Ich will nochmal näher auf das "jüdische Mitbürger" eingehen. Das wurde hauptsächlich aus folgendem Punkt von Juden kritisiert, wie eben auch der Begriff "Menschen jüdischen Glaubens", weil manche Politiker und Teile der Medien aus falscher politischer Korrektheit das Wort "Juden" vermeiden wollten. Man wollte nicht mehr "Juden" sagen, weil es ein durch den Nationalsozialismus negativ geprägter Begriff sei. Jüdische Verbände und auch der von dir zitierte Henryk M. Broder verurteilten das stark, weil "Jude" kein abwertender Begriff ist, sondern die Selbstbezeichnung dieses Volkes. Man mache dadurch "Jude" zum Schimpfwort und wolle nicht, dass es zum "J-Wort" wird. Broder nannte es sinngemäß, einen "falschen Scham der Deutschen". Die Kritik an dem "Mitbürger" war nicht Hauptteil der Kritik, sondern ein zusätzlicher Punkt. Sie sagten, dass die Sprache ausgrenzend sei, weil man "jüdische Mitbürger" oder auch "muslimische Mitbürger" sagte, aber beispielsweise nie von "christlichen Mitbürgern", sondern eher in die Richtung "die Christen in unserem Land". Das ist eine feine Unterscheidung, die wahrscheinlich ohne Absicht der Sprecher gemacht wurde und ich kann die Kritik durchaus nachvollziehen, weil "Jüdischsein" unbewusst als etwas "Anderes", "Fremdes" dargestellt wird.
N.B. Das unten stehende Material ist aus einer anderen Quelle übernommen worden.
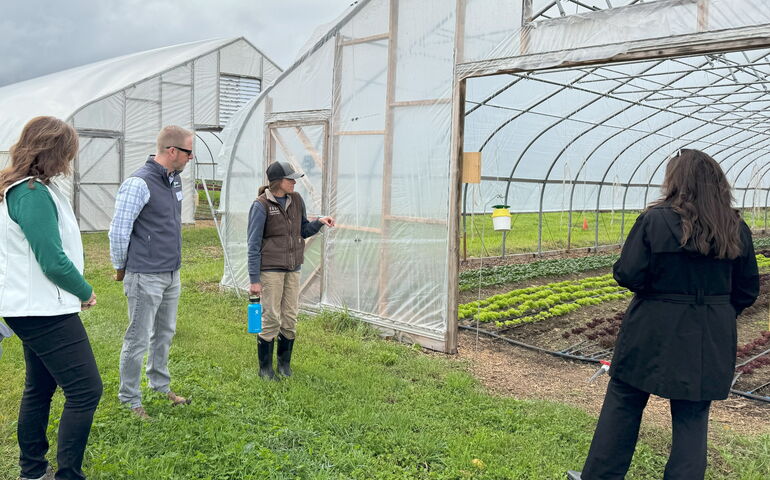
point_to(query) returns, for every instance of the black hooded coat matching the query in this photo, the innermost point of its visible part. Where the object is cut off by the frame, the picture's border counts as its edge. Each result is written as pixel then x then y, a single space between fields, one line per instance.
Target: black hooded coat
pixel 678 338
Henryk M. Broders Aussagen sollte man auch mit Vorsicht genießen. Er ist offenkundig ein Zyniker und Sarkastiker und einer der schärfsten dieser Art in der deutschen Journalistenlandschaft. Man muss über seine Aussagen oft zwei- und dreimal nachdenken, weil er sehr überspitzt und provokativ formuliert. Als säkularer Jude, wie er sich versteht, hat er auch eine gewisse Distanz zur Religion. Bei ihm passt der Begriff "Hassliebe". Sehr zu empfehlen fand ich damals die ARD-Sendung "Entweder Broder" mit ihm und Hamed Abdel-Samad. Ich fand das gelungene Satire und eine gute Religionskritik.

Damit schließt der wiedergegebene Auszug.